O bem-estar animal pode e deve ser definido de um modo científico, pondo de parte envolvimentos e considerações morais. O bem-estar animal é um estado de completa saúde mental e física, onde o animal está em perfeita harmonia com o meio ambiente que o rodeia.
Os animais não têm direitos – só tem direitos quem tem deveres. E está claro que os animais não têm deveres. Mas isto não quer dizer que o homem não tenha deveres para com os animais. Claro que tem e quais são esses deveres? Resumidamente, existem três classes de animais: primeiro, os animais de companhia, aos quais devemos afecto, carinho, amor se se quiser; segundo, os animais domésticos, aos quais devemos proporcionar boas condições de vida para que eles nos possam dar a carne, leite, ovos, lã, etc.; e, terceiro, os animais selvagens, os quais temos o dever de defender, mantendo os ecossistemas onde vivem para que não desapareçam. Estes são os deveres que nós temos para com os animais.
Toda a ética da corrida (tourada) repousa sobre a ideia da bravura do toiro e a sua legitimidade intelectual, deve ser analisada à luz de uma simples questão: o que é o toiro bravo? É como que uma quarta categoria de animal, porque não encaixa em nenhuma das outras; o toiro bravo não é nem uma coisa, nem uma pessoa, nem um animal doméstico, nem um animal selvagem, é um ser essencialmente bravo.
Estudos científicos confirmaram que este animal, particularmente adaptado para a lide, tem reacções hormonais únicas no mundo animal perante a dor (que lhe permitem anestesiá-lo quase no mesmo momento que se produz), especialmente devido à segregação de uma grande quantidade de beta-endorfinas (opiáceo endógeno).
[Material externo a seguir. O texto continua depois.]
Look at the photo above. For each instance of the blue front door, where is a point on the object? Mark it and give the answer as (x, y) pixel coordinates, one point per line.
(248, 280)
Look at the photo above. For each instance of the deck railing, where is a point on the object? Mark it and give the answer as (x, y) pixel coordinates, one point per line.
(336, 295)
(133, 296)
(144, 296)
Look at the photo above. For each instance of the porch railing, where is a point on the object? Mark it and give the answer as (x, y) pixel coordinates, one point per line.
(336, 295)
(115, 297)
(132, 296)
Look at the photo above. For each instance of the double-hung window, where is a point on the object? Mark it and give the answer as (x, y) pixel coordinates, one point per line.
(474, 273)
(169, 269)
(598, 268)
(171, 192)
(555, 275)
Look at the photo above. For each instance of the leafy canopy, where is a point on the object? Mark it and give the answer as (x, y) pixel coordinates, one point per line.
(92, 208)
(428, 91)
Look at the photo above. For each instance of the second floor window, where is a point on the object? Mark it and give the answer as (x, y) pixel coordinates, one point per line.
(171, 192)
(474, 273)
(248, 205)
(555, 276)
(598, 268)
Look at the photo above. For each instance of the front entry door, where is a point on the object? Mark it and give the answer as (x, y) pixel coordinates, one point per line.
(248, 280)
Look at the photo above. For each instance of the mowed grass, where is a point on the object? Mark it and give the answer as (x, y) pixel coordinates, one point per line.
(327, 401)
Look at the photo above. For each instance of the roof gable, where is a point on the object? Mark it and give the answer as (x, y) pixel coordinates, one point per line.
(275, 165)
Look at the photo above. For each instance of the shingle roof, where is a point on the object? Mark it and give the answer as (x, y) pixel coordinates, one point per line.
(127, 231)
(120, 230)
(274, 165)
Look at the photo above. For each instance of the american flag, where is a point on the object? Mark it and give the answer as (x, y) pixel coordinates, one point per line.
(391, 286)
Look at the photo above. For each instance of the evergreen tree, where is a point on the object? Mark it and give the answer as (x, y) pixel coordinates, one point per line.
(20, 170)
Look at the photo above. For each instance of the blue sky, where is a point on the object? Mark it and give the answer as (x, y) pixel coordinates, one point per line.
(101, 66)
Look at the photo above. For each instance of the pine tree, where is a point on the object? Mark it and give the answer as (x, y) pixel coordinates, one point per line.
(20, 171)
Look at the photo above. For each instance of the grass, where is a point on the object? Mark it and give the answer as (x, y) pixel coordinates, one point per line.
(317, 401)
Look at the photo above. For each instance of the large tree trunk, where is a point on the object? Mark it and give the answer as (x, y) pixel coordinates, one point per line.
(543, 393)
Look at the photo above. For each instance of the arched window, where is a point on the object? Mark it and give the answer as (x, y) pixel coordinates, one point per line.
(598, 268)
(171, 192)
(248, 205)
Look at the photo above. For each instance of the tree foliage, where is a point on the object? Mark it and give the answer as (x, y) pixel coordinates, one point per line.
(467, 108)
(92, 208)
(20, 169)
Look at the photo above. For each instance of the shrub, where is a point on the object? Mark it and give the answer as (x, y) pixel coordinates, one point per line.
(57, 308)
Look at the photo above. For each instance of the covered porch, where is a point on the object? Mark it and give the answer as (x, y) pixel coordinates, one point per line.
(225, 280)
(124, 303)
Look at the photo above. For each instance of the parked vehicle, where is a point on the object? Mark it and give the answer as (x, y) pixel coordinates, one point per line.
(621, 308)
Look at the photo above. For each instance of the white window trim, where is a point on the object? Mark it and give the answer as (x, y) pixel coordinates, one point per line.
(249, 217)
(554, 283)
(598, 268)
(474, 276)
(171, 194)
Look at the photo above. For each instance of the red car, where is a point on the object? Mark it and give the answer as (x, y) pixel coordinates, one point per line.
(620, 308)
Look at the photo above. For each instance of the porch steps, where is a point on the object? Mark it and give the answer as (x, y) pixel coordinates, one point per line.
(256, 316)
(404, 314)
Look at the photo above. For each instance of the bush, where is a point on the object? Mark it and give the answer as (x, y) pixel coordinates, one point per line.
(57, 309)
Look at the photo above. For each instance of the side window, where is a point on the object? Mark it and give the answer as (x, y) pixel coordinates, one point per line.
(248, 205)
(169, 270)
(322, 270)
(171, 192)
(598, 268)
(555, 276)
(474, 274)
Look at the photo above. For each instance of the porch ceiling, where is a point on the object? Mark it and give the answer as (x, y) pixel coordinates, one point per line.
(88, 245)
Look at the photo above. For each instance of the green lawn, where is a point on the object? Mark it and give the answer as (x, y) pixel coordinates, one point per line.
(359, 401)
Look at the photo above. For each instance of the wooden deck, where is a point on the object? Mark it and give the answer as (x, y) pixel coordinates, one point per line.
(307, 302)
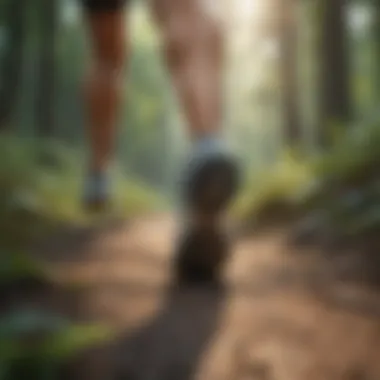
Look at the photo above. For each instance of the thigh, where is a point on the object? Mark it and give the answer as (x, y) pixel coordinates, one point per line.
(189, 19)
(103, 5)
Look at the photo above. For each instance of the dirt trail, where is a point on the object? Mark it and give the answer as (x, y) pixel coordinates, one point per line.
(279, 316)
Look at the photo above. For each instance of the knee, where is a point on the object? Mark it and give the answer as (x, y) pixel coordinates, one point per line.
(107, 70)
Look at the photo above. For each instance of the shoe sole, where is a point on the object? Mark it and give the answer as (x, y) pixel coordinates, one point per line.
(212, 186)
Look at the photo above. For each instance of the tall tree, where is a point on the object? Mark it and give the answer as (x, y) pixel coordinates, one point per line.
(45, 104)
(288, 67)
(334, 95)
(12, 58)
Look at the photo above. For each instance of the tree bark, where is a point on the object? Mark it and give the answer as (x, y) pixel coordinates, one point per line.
(288, 67)
(13, 58)
(45, 99)
(334, 96)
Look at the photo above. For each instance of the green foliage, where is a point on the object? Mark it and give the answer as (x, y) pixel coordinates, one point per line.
(343, 182)
(40, 184)
(39, 343)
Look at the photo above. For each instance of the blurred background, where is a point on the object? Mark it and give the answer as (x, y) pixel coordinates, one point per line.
(302, 92)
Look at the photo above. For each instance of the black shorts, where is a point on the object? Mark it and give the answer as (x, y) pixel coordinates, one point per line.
(103, 5)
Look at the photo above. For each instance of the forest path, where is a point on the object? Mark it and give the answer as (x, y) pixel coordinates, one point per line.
(279, 316)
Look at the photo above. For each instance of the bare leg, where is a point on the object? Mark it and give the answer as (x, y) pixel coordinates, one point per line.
(193, 48)
(103, 83)
(106, 22)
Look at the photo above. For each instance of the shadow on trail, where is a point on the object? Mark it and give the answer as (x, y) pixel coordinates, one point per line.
(168, 347)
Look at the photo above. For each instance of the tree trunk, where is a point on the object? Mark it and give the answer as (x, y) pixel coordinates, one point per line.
(11, 66)
(376, 38)
(288, 67)
(334, 96)
(45, 100)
Outra descoberta, que demonstra a singularidade do toiro de lide em relação às outras raças de bovinos, é o tamanho do hipotálamo que é 20% maior que o dos outros bovinos – dado considerável.
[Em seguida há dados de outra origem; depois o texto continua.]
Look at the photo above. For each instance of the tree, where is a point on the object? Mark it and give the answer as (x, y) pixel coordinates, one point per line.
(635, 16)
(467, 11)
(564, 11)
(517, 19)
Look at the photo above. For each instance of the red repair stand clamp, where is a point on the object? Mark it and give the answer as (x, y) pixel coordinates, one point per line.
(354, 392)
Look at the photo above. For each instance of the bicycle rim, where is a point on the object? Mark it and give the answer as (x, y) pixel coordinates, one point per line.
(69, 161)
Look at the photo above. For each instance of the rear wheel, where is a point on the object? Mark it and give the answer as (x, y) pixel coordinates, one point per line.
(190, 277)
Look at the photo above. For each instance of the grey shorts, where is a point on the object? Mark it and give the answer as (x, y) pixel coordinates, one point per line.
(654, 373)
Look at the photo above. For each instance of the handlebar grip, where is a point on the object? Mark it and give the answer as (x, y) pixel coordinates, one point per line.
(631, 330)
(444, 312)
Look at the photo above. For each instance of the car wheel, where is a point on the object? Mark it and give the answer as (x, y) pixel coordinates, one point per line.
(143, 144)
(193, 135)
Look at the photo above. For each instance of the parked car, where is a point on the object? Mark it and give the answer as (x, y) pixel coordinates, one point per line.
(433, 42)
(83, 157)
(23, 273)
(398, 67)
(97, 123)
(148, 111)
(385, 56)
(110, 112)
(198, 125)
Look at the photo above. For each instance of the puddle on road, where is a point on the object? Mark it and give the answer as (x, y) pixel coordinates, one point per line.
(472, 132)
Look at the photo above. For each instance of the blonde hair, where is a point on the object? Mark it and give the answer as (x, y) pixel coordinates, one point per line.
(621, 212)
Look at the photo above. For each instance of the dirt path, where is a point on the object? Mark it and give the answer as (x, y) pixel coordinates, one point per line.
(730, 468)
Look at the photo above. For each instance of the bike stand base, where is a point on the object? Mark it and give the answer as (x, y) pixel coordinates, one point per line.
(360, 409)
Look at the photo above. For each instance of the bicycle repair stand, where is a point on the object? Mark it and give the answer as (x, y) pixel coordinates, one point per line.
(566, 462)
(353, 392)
Isto explica as causas fisiológicas de um comportamento que torna possível a lide: os aficionados não são indiferentes ao sofrimento do toiro bravo nem de qualquer outro animal. A questão é que eles consideram que a insensibilidade do toiro é a condição que possibilita o seu combate.
Significa que este animal põe o valor intrínseco do seu combate por cima da sua própria dor – e é exactamente isto que o define como bravo.
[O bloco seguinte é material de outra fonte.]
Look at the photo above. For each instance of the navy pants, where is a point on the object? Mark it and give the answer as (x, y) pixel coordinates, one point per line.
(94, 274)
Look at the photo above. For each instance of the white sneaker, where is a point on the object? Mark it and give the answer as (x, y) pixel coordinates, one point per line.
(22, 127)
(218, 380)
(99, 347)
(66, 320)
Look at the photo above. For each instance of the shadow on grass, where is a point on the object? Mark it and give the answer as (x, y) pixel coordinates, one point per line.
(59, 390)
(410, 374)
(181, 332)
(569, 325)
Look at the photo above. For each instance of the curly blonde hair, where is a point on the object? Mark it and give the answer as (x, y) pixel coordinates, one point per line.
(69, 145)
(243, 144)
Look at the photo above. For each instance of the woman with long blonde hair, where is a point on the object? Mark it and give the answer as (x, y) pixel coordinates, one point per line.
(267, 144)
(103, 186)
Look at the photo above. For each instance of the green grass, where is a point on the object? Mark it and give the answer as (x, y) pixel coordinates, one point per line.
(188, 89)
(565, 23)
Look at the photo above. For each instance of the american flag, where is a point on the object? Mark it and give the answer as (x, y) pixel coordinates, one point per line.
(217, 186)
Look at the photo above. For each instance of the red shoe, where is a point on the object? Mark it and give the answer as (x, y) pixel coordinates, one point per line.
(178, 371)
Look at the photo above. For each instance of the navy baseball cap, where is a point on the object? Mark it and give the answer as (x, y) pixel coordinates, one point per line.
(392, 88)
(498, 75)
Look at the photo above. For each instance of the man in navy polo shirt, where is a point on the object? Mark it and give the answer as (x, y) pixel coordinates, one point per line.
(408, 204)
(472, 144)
Além disso, a dor é inevitável, o sofrimento opcional (Buda dixit). E reparem que digo dor e não sofrimento. O sofrimento implica zonas do organismo mais complexas e profundas. No animal não há uma consciência reflexiva que, a existir, aumentaria sem dúvida, o seu desconforto.
Formalmente, o animal não existe, o animal em geral, não existe. Não existe, pois, ética face ao animal em geral. O que existe são espécies de seres vivos. Existem vírus, mosquitos, cães, toiros, homens, etc. Daqui resulta uma moral, uma ética tauromáquica, uma ética aristotélica que é a seguinte: para cada ser, o seu bem supremo pode não ser um estado passivo, pode residir numa actividade pela qual cada ser actualiza as suas potencialidades, pela qual realiza activamente a sua própria essência. É exactamente o que faz o toiro: sendo um ser por natureza bravo, lutador, realiza o seu grande bem lutando e realiza-se plenamente na corrida e pela corrida.
As corridas não teriam nenhum sentido sem a luta do toiro. Ninguém lhe passa pela cabeça organizar uma corrida de toiros com outro animal que não seja da raça brava. Quando o detractor da corrida vê (ou imagina) uma corrida, ele vê um animal sofrendo, ele assiste a um drama patético: os homens divertem-se martirizando um animal. Pelo contrário, quando um aficionado assiste a uma corrida, ele vê um toiro que combate. O toiro não é, para ele, um ser que sofre, mas um ser que naturalmente luta. Aliás, os animalistas, que são tão lestos a pôr os animais a sofrer, deveriam usar a mesma ligeireza e pô-los a falar; perguntar aos toiros (bovinos) o que preferiam: viver 15 ou 16 meses num parque de engorda intensiva com farinhas e depois serem abatidos, ou viverem 4 ou 5 anos em liberdade em sistema extensivo, alimentando-se de pastagem natural a maioria do tempo de vida, e terem a oportunidade de manifestar toda a sua animalidade para serem combatidos numa arena durante 20 minutos.
Francis Wolff é particularmente feliz quando afirma: “Sem dúvida que o toiro não quer combater, mas não porque seja contrário à sua natureza lutar (tudo o contrário!), mas porque o que é contrário à sua natureza é o querer!”. Aliás, a falácia usada pelos animalistas que dizem que o toiro só investe porque está circunscrito a uma arena fechada, reflecte mais uma vez a total ignorância sobre a natureza deste animal: se toureado em campo aberto, onde tem todo o campo do mundo para fugir, ele continua a investir; comporta-se exactamente da mesma forma que o faz na arena.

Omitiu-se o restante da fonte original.